Thin herbal leaves speckled by soft purple flowers join the wreath that lies upon your head.
“Pray you, love, remember.”
The doctor’s thin lips echo the immortal words of Shakespeare, whispered under his breath. The office is eerily silent and it let you hear every syllable.
“And there is pansies, that’s for thoughts…”
Indigo and yellow petals are laid in your hair. Tucked amongst the braids woven with a tenderness unfound in this damned building.
“There’s fennel for you, and columbines.”
The Ophelia Gallery has returned.

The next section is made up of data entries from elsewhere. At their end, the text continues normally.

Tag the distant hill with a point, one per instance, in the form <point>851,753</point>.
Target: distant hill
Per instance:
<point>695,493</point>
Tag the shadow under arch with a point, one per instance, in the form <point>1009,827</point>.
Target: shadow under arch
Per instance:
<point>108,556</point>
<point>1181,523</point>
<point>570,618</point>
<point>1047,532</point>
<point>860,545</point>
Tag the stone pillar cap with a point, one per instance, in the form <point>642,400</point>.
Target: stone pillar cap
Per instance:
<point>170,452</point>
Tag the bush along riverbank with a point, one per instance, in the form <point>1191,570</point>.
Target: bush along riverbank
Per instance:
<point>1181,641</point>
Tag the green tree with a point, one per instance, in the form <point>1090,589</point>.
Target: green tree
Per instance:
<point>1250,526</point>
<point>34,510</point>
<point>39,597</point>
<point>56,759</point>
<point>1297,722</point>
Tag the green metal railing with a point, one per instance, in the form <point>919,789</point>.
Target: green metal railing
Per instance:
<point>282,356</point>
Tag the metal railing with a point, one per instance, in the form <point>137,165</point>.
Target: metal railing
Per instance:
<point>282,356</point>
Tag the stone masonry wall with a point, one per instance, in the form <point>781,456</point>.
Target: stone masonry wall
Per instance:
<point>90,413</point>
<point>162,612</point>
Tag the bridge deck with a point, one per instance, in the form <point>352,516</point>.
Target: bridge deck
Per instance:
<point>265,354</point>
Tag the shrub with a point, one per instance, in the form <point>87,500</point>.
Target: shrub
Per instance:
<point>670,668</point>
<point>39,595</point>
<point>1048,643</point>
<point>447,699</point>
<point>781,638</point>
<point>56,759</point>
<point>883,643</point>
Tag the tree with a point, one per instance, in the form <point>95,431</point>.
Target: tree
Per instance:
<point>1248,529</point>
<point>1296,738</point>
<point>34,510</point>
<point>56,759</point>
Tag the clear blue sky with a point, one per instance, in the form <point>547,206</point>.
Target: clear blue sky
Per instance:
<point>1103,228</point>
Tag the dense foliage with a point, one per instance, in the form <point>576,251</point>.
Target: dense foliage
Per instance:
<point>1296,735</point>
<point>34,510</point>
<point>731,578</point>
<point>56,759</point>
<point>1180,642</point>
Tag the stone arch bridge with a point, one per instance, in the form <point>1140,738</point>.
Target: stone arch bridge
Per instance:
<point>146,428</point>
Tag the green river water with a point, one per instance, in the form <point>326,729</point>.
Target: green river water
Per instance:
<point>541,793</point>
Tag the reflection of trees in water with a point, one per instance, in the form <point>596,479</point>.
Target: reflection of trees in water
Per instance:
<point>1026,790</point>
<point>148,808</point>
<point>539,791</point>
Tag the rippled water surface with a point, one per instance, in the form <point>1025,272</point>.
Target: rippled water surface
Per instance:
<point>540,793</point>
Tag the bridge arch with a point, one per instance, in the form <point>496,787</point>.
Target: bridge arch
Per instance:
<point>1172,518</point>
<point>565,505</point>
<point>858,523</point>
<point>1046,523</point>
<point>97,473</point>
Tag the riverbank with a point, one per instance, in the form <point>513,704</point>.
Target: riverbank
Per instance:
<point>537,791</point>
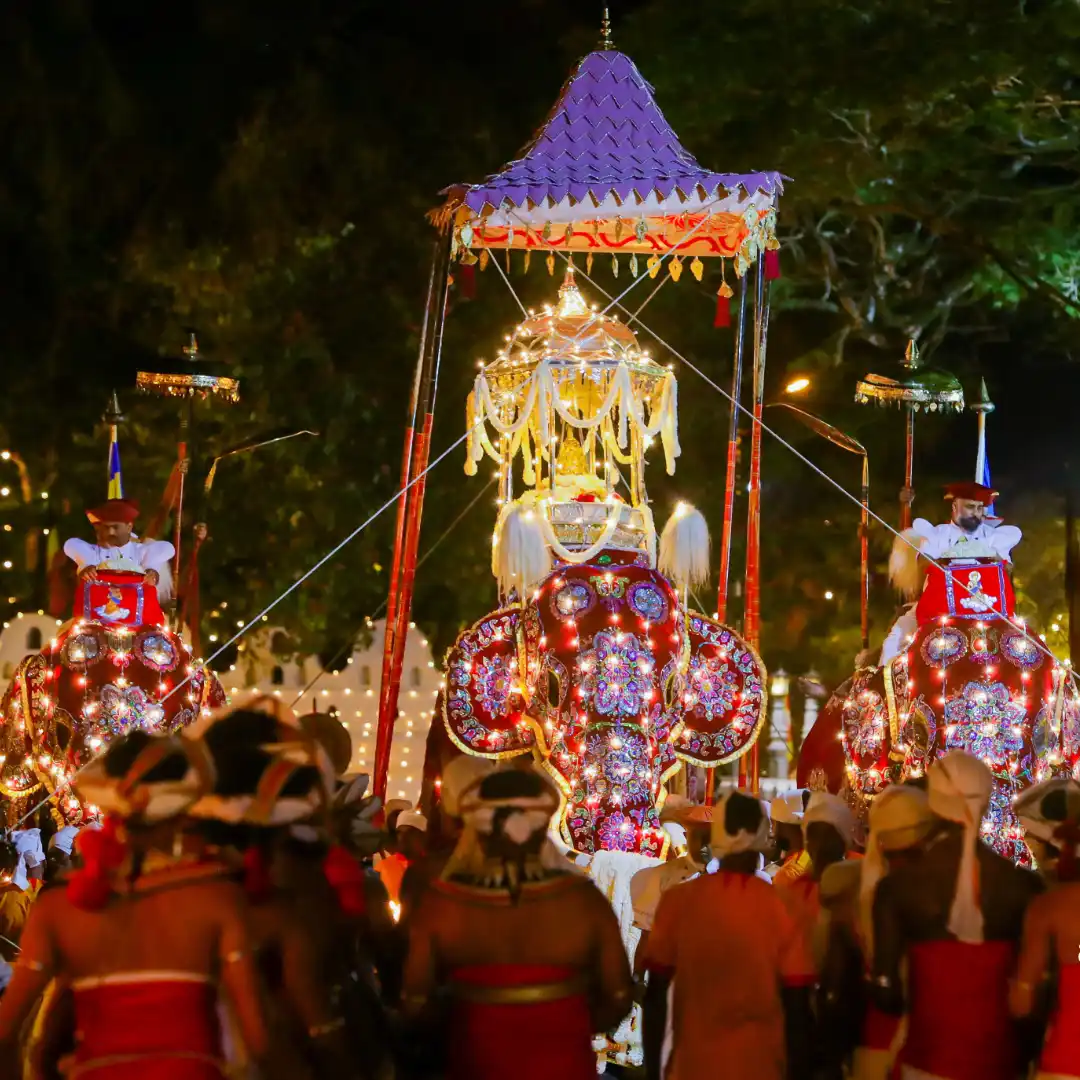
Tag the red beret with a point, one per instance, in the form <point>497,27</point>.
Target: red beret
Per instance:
<point>969,489</point>
<point>111,511</point>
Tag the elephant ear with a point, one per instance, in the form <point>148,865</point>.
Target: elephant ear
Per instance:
<point>723,694</point>
<point>486,689</point>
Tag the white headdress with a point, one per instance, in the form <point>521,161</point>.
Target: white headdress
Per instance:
<point>832,810</point>
<point>960,787</point>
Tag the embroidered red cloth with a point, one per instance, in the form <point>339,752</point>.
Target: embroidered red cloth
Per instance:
<point>959,1025</point>
<point>157,1027</point>
<point>532,1041</point>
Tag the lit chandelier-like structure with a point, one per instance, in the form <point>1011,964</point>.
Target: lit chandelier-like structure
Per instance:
<point>575,397</point>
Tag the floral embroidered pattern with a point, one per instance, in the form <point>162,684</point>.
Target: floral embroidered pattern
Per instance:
<point>985,721</point>
<point>619,674</point>
<point>944,647</point>
<point>80,650</point>
<point>648,602</point>
<point>1022,650</point>
<point>156,651</point>
<point>574,598</point>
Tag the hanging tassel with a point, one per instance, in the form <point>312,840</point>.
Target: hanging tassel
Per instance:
<point>723,316</point>
<point>684,548</point>
<point>467,282</point>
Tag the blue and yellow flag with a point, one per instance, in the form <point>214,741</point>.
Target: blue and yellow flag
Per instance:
<point>116,478</point>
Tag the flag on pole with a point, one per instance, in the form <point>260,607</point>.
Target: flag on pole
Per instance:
<point>985,481</point>
<point>116,478</point>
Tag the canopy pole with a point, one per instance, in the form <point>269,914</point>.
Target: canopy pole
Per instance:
<point>729,489</point>
<point>752,588</point>
<point>864,554</point>
<point>415,457</point>
<point>907,495</point>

One of the asylum’s yearly ventures: a show for the masses, or perhaps a warning to all the women who are just one misstep away from being thrown in to it. Locked away for some pitifully small offence.
“There’s rue for you, and here’s some for me.”
The little yellow specks on thin green stalks are added to the adornment. Stockill’s fingertips are wrapped around the stem; placing it carefully behind your ear.
“We may call it 'herb of grace' o' Sundays.”
Dr Stockill’s spindly fingertips curl around another stem, snapping it with the swiftness of a guillotine. He slides it into his waistcoat pocket, beside the stem of wilting violets.
“- Oh, you must wear your rue with a difference.”
A pair of nails presses into the skin under your chin, while the fingers they belong to tilt your head slowly. Dark eyes scan over his work; an artist searching for a spot on his canvas to add another stroke of colour.
"There’s a daisy. I would give you some violets,"
At the mention of those flowers, your gaze darts down to the wilting purple flowers in his waistcoat.
"But they withered all when my siste-"
Your eyes flick up; meeting his abyssal stare.
He pauses, before calmly correcting himself. The alteration smooth enough for the mistake to be ignored. Yet, it did not escape your notice.
"But they withered all when my father died."
He concludes his speaking as The Mad Ophelia, the illusion of her visage shedding from his voice. In her place, the true persona of The Callous Doctor Stockill.
With the silence of the room restored, you stand from your chair, assuming that this is your cue to leave. To join your fellow inmates outside in the crude display of the Ophelia Gallery.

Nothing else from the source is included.